2026年は、従来の金融業界に革命をもたらしつつあるトークン化株式市場が、かつてないほどの急成長を遂げる年になるのだろうか?いずれにせよ、目立たない存在であるアルパカ社は、現在、この急成長中のセクターにおいて中心的な存在として台頭している。
アルパカ:トークン化株式市場を席巻するブローカー
年明け早々、急成長中のトークン化株式市場は、時価総額10億ドルという象徴的な大台を突破したばかりだ。この金額について、関係市場からの関心が明らかに不足していると見る向きもある一方で、逆に、まさに進行中の真の金融革命の端緒を目の当たりにしているとの見方もある。
上場株式(パブリック・エクイティ)と非上場株式(プライベート・エクイティ)の累積時価総額を合わせると、RWA.xyzサイトに現在表示されている総額は13億ドルであり、そのうち9億6600万ドル(74%)が上場株式によるものである。

トークン化された株式の時価総額は13億ドルに達する
これは過去1年間で110%の増加であり、2024年12月の時価総額(約2,000万ドル)と比較すると、6,500%以上の急増となる。
『The Information』の記者、Yueqi Yang氏によると、このような状況下で、カリフォルニアを拠点とするフィンテック企業「Alpaca」や、その自動ブローカー・取引APIといった、「まだ小規模だが急成長中」なプレイヤーが台頭しつつあるという。
この見解は、同社の共同創業者兼CEOであるYoshi Yokokawa氏が、プロジェクトの公式LinkedInアカウントで述べた内容によっても裏付けられている。それもそのはず、「トークン化は理論の段階から、もはや無視できない現実のインフラへと急速に移行している」からだ。

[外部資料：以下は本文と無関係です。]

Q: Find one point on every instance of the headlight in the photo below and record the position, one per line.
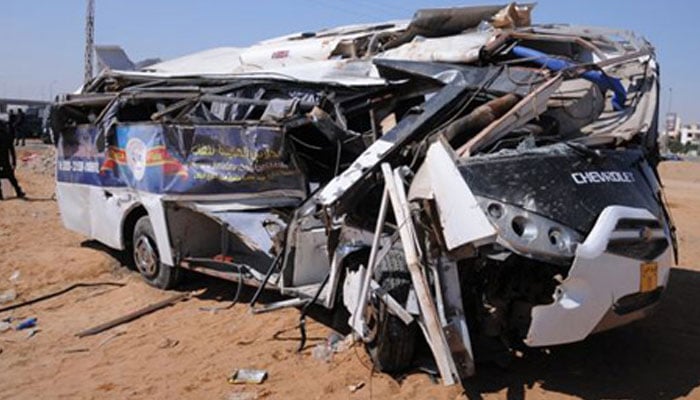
(530, 234)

アルパカは昨年、トークン化された株式の発行体向けブローカーサービスの主要プロバイダーとなった。同社は、従来の金融業界で必要とされる規制上のライセンスと、暗号資産プラットフォームに接続するために必要な技術インフラの両方を備えているからだ
ヨシ・ヨコカワ
「トークン化を専門とする企業に株式を販売することに同意する証券会社はほとんどない」
入手可能なデータによると、アルパカ社は現在、トークン化された株式およびETFの市場シェアの94%を占めているとされる。この圧倒的なシェアには、仮想通貨取引所Krakenが最近立ち上げた「xStocks」のような業界を代表するプロジェクトも含まれており、その運用資産総額は2億ドルを突破したばかりだ。

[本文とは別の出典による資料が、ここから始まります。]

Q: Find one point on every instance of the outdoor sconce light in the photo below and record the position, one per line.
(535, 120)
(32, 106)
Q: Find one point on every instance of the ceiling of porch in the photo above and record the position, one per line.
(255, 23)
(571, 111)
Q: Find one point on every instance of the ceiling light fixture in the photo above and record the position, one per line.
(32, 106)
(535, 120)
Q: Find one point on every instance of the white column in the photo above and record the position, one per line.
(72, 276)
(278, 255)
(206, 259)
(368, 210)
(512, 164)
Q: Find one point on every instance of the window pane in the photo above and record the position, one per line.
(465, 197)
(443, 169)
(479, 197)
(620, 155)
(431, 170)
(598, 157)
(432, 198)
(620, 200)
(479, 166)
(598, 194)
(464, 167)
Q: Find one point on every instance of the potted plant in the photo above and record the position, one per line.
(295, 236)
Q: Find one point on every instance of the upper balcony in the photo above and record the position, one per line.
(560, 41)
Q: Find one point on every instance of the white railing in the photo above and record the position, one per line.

アルパカはトークン化された株式およびETFの市場シェアの94%を占める
Yueqi Yang氏によると、この状況は主に、「トークン化を専門とする企業に株式を販売することを承諾するブローカーが他にはほとんどない」という事実によるものであるという。
そのため、AlpacaはOndo Finance、xStocks、Dinariといったプロジェクトのハブとしての役割を果たしており、「株式トークンの担保となる原資産の株式を購入するため」、これらのユーザーの注文のほぼすべてを管理している。
Alpacaプロジェクトの担当者によると、現在最も人気のあるトークン化された株式はどれか?この動きにすでに参加している投資家たちは、現時点では、この市場の4分の3を占める6つの株式を好んでいるようだ。それらは、テスラ、NVIDIA、S&P 500のETF2本、ナスダック100のETF1本、そして20年以上の満期を持つ米国債ファンドである。